Ravery V, Schmid H P, Toublanc M, Boccon-Gibod L
Department of Urology, CHU Bichat, Paris, France.
Cancer. 1996 Sep 1;78(5):1079-84. doi: 10.1002/(SICI)1097-0142(19960901)78:5<1079::AID-CNCR18>3.0.CO;2-#.
Information regarding the quantity of biopsy material invaded by cancer may supplement the usual criteria for the preoperative staging of patients suffering from clinically localized prostate carcinoma (T1-T2). However, conflicting conclusions have been drawn and this topic needs further investigation.
A total of 170 patients had radical prostatectomy for T1-T2 prostate carcinoma. Patients' mean age (+/- standard deviation [SD]) was 66.05 +/- 6.12 years and mean prostate specific antigen (PSA) level (+/- SD) was 22.5 +/- 21.4 ng/mL (Yang Proscheck). Of the patients, 110 underwent transrectal ultrasound-guided biopsy with removal of 6 cores, from whom we had the percentage of biopsy, material invaded by cancer, the Gleason score, and the preoperative PSA. These parameters were compared with the pathologic features of the surgical specimen (capsule penetration, surgical margins, and Gleason score) and biologic progression (defined as persistent/recurrent postoperative PSA > 0.1 ng/mL).

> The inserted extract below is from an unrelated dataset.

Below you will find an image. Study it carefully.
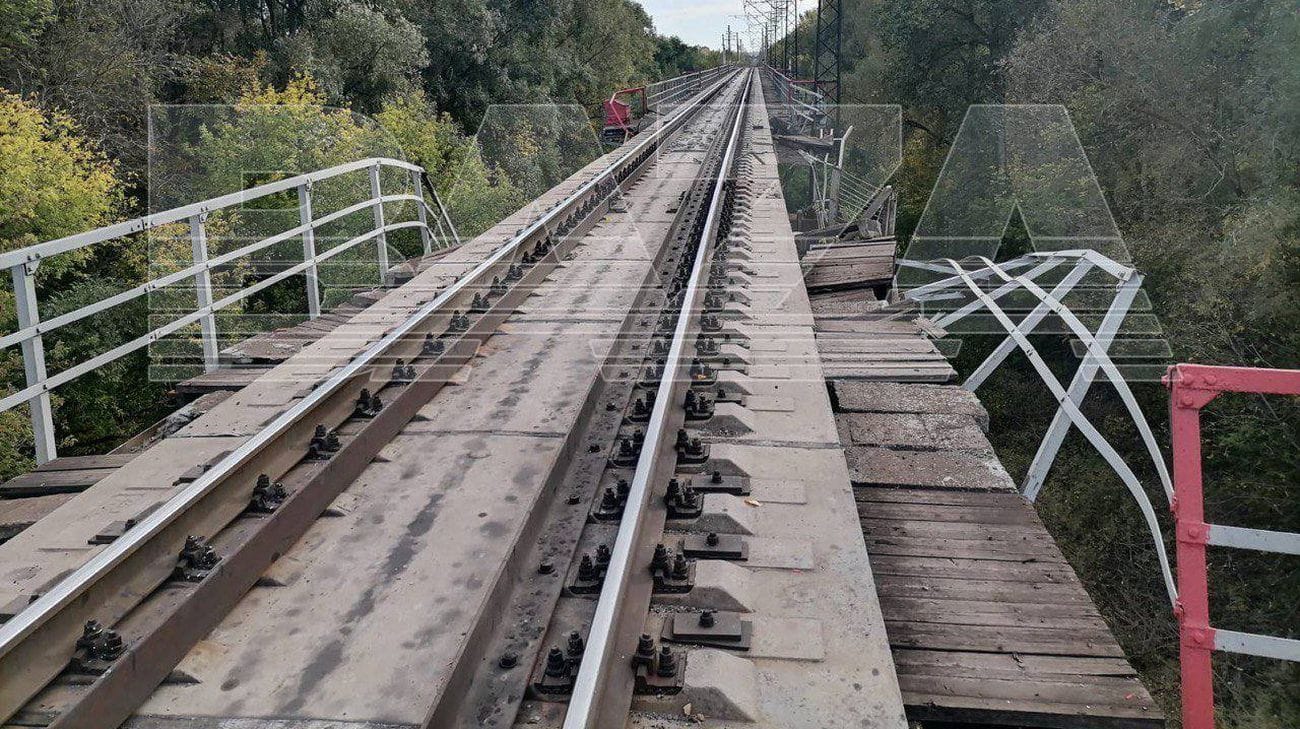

The most valid threshold of biopsy material invaded by cancer for predicting surgical margins and capsule status, as well as biologic progression, was 10%. When < 10% of biopsy material was invaded by cancer, positive surgical margins (SM+) were present in 30.3%, capsular penetration (pT3, pathologic extracapsular involvement) in 27.3%, and biologic progression (P+) in 21.7%. The Gleason score did not improve this prognostic evaluation. The mean quantities of tissue invaded by cancer differed significantly between positive and negative surgical margin groups, between pT2 and pT3 groups, and between P- and P+ groups (no biologic progression/biologic progression). There was statistical significance (log rank test, P = 0.0320 in the survival without biologic postoperative progression between patients with < or = or > 10% of one core biopsy invaded by tumor. If < or = 10% of tissue in only 1 of 6 cores of a biopsy was invaded by tumor, the status was pT2, SM-, and P- in 87.5% of the patients.
On an individual basis, the percent of tissue containing carcinoma in core biopsies was a factor that lacked the statistical power to predict the status of the capsule and surgical margins, and the biologic progression. The finding of < or = 10% of carcinoma in 1 of 6 cores of a biopsy was correlated with a good prognosis.
有关癌组织侵犯活检材料数量的信息可能会补充临床局限性前列腺癌(T1-T2)患者术前分期的常用标准。然而,已得出相互矛盾的结论,这一话题需要进一步研究。
共有170例患者因T1-T2期前列腺癌接受了根治性前列腺切除术。患者的平均年龄(±标准差[SD])为66.05±6.12岁,平均前列腺特异性抗原(PSA)水平(±SD)为22.5±21.4 ng/mL(杨式前列腺检查)。其中110例患者接受了经直肠超声引导下的活检,取出6个组织芯,我们获取了癌组织侵犯活检材料的百分比、Gleason评分和术前PSA。将这些参数与手术标本的病理特征(包膜穿透、手术切缘和Gleason评分)以及生物学进展(定义为术后持续/复发的PSA>0.1 ng/mL)进行比较。
预测手术切缘和包膜状态以及生物学进展时,癌组织侵犯活检材料的最有效阈值为10%。当癌组织侵犯活检材料<10%时,阳性手术切缘(SM+)占30.3%,包膜穿透(pT3,病理上的包膜外侵犯)占27.3%,生物学进展(P+)占21.7%。Gleason评分并未改善这种预后评估。阳性和阴性手术切缘组、pT2和pT3组以及P-和P+组(无生物学进展/有生物学进展)之间癌组织侵犯的平均组织量差异显著。在肿瘤侵犯单个活检组织芯≤10%或>10%的患者中,术后无生物学进展生存情况存在统计学意义(对数秩检验,P = 0.0320)。如果活检的6个组织芯中只有1个组织芯的组织≤10%被肿瘤侵犯,87.5%的患者的状态为pT2、SM-和P-。
就个体而言,活检组织芯中含癌组织的百分比是一个缺乏预测包膜和手术切缘状态以及生物学进展统计学效力的因素。活检的6个组织芯中有1个组织芯的癌组织≤10%的发现与良好预后相关。